Speaker
Description
The HEP communities have developed an increasing interest in High Performance Computing (HPC) centres, as these hold the potential of providing significant computing resources to the current and future experiments. At the Large Hadron Collider (LHC), the ATLAS and CMS experiments are challenged with a scale up of several factors in computing for the High Luminosity LHC (HL-HLC) Run 4, currently foreseen to begin by 2030. HPC platforms are not homogeneous, they expose a wide variation of environments, including proprietary software stacks, each with its own set of restrictions. The access barrier for the integration with the highly dynamic needs of the running HEP experiments remains high, and ad hoc solutions are typically needed in order to make use of such centres. The development of a common approach providing efficient utilisation of compute resources by abstracting the specifics of a particular machine is thus highly desirable. This work presents an integration technique developed for running ATLAS and CMS experiment computational workloads on the LUMI Supercomputer, and designed to be HPC centre agnostic. It leverages the capabilities of open source tools like the Advanced Resource Connector (ARC) middleware, CernVM-FS (CVMFS), SSH Filesystem (SSHFS) and common containerisation techniques, enhancing them with novel tools to overcome limitations of the container runtime provided by the HPC. The fapptainer [1] tool implements un-nesting of the containers, running them sideways instead, without any modification to the workflow of the jobs. The tools run unprivileged and as such do not require system modification by the local sysadmins. The proposed technique can be used to integrate any HPC system that has SSH inbound access and a standard container runtime available, and by means of an ARC Computing Element node close to it.

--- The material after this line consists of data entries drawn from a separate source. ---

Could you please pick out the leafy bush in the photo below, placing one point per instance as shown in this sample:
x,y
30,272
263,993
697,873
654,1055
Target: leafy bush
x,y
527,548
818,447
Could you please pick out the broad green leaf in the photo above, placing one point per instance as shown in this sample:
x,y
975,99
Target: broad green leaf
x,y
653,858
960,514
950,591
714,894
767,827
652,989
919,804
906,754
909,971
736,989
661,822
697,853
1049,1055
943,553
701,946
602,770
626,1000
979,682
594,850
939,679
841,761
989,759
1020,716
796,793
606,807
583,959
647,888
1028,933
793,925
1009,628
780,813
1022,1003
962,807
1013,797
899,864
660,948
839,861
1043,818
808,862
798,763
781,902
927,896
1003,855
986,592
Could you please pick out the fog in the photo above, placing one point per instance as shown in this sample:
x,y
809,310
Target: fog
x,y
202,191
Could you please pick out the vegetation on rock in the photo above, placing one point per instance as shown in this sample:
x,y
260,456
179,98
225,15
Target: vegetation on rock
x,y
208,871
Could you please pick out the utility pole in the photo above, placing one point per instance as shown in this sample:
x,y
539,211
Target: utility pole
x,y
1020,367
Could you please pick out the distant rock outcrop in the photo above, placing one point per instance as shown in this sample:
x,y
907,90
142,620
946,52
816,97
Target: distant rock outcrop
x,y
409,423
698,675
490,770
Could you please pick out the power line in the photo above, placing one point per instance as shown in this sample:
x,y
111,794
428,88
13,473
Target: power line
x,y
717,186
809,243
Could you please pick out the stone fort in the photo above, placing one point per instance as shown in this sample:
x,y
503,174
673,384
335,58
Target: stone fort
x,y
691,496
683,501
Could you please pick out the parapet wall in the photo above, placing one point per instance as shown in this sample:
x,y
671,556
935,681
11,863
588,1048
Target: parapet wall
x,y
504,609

A wide range of current and future HPC machines meets the specified requirements, thus enabling wider adoption of such tools by the HEP community to integrate HPC resources.
[1] Fapptainer software - https://source.coderefinery.org/slu/fapptainer
References
Fapptainer software - https://source.coderefinery.org/slu/fapptainer
Significance
The presented solution enables connecting HPC resources to HEP experiments distributed computing infrastructures as regular WLCG grid-sites and provides a generalised way of running computations independently of workload type and HPC environment specifics, using stock software components and a few in-house developed open-source tools. The tools presented are novel, and allow overcoming difficulties and limitations of the local HPC environments. They also operate in unprivileged fashion without requesting any modifications from the sysadmins.
Experiment context, if any | ATLAS and CMS experiments |
---|